Guest columnist Dale Bails: Taxpayers need facts to weigh income tax
April 28, 2002
Guest columnist Dale Bails is an associate professor of economics at Christian Brothers University.
During each legislative session, Tennessee voters are berated for their shortsighted views on the state's revenue shortfall. They are accused of a failure to understand the problem, or of an unwillingness to address the issue of basic tax reform. These arguments demand to be confronted.
Many lawmakers and such special interest groups as public education unions believe the state's budget problems stem from a lack of revenue growth. This argument is advanced each time budget decisions must be made, but it doesn't match reality.
According to the Tennessee Department of Revenue, state tax revenues have increased by 26 percent over the past five years and 82 percent over the past 10 years. Although tax revenues increased by only 1 percent in the past fiscal year, they increased by more than 8 percent in the preceding year. How many Tennesseans saw their personal incomes increase by a like amount over the past two years?
An evaluation of state spending is equally revealing. Expenditures this fiscal year are more than 6 percent higher than last year's, and are projected to rise by another 6.5 percent next year.
THE LARGEST increase is in what is referred to as "miscellaneous" appropriations. This category increased 186 percent this fiscal year, and is projected to increase by another 186 percent during the next fiscal year. This spending is never documented in detail.
Again, how many Tennessee families have been able to afford almost a 13 percent increase in their spending over the past two years? It would seem just as reasonable to suggest that the fiscal problems are the product of a state government that has paid too little attention to the spending side of the budget.
It is entirely possible that the state's revenue sources are not keeping pace with its economic growth and with the demands citizens place on state government. Before they accept this position, though, voters deserve a consistent and detailed accounting of the growth in state spending and revenue sources over a specific time period.

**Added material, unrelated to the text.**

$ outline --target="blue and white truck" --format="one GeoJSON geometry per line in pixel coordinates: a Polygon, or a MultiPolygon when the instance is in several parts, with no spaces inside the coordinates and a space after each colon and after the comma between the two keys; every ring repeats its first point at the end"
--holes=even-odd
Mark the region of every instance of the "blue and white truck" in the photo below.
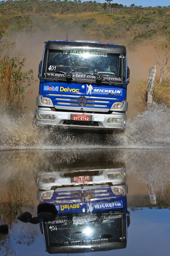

Anyone who has sought to make sense of the spending figures that the state publishes quickly becomes frustrated at trying to understand the terms that are used. Some figures are referred to as "appropriations," some are called "actual expenditures," and still others are described as "estimated expenditures." Depending on the source used, figures for both spending and revenues can be completely different.
How are citizens to determine how much is spent on education, TennCare or roads? How much state revenue derives from taxes, and how much from the federal government? These issues could be addressed with a simple publication that presents information in an understandable format.

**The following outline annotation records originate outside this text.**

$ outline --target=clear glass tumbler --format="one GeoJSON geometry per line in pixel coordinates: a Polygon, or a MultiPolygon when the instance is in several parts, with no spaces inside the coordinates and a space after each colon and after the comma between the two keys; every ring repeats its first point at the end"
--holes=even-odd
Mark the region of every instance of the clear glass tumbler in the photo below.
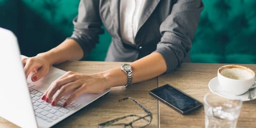
{"type": "Polygon", "coordinates": [[[243,102],[231,100],[213,93],[204,98],[205,128],[235,128],[243,102]]]}

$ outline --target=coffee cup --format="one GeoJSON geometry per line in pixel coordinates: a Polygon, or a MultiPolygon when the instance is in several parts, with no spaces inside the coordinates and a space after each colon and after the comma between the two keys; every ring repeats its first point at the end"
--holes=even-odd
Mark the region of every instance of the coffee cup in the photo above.
{"type": "Polygon", "coordinates": [[[218,69],[219,82],[223,90],[232,95],[240,95],[256,86],[255,73],[241,65],[228,65],[218,69]]]}

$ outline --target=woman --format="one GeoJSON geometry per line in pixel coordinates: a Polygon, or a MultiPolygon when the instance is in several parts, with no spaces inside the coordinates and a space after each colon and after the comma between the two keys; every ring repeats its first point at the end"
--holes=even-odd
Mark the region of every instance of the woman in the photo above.
{"type": "Polygon", "coordinates": [[[59,90],[53,106],[75,90],[65,107],[84,93],[170,73],[189,61],[188,52],[203,6],[201,0],[81,0],[71,36],[48,51],[23,59],[25,72],[27,77],[35,71],[31,79],[36,81],[52,65],[87,56],[103,33],[103,24],[112,36],[106,60],[133,62],[93,74],[68,72],[52,83],[42,99],[49,102],[59,90]]]}

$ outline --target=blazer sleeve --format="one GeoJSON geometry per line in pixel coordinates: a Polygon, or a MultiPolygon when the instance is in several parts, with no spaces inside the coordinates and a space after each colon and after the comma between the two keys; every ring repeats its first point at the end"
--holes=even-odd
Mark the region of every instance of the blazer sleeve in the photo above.
{"type": "Polygon", "coordinates": [[[166,73],[179,67],[191,49],[191,41],[204,8],[201,0],[178,0],[171,14],[162,23],[162,37],[154,52],[162,54],[167,65],[166,73]]]}
{"type": "Polygon", "coordinates": [[[67,39],[75,40],[84,52],[84,57],[88,56],[99,42],[99,35],[104,33],[99,12],[99,0],[81,0],[78,16],[73,20],[74,30],[67,39]]]}

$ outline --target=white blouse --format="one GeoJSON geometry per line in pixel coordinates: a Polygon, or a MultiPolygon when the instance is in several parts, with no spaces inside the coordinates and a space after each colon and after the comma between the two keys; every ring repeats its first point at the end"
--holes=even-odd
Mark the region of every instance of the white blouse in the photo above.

If, as state officials claim, Tennessee's budget problems are revenue-based, then and only then do increased taxes warrant consideration. But several issues deserve vigorous discussion.
FIRST, THERE is nothing inherently fair about an income tax. Individuals who pay $1,000 in taxes have their purchasing power reduced by that amount, whether they pay an income tax or a sales tax.

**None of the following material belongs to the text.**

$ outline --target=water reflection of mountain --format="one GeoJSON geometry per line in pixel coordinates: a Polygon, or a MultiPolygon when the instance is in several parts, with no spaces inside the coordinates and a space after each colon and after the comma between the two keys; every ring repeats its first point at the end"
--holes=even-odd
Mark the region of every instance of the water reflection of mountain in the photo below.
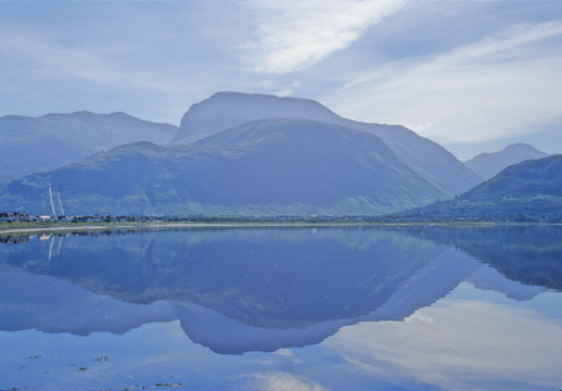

There are some appealing aspects of an income tax. It places a lesser burden on low-income taxpayers, relative to a sales tax.
The current proposal for an income tax combined with sales tax relief likely would be well received - if the legislation included three conditions.
A flat-rate income tax is preferable to a graduated tax for reasons of efficiency. Any deviations from the initial flat rate need to be approved by voters, not merely the legislature. Despite advocates' pledges to maintain the proposed income tax rate, history teaches us to expect the opposite. Finally, an increase in future taxes of any type also should have to be approved by voters.
With these additions to the tax reform proposal, along with an honest accounting of expenditures, there is some reason to believe that Tennessee voters would be willing to support an income tax.
Additionally, the combination of these changes would do much to restore lost public trust in state government officials and agencies. Continual bickering and finger pointing do little to solve fundamental problems, and only divide Tennesseans to the detriment of all.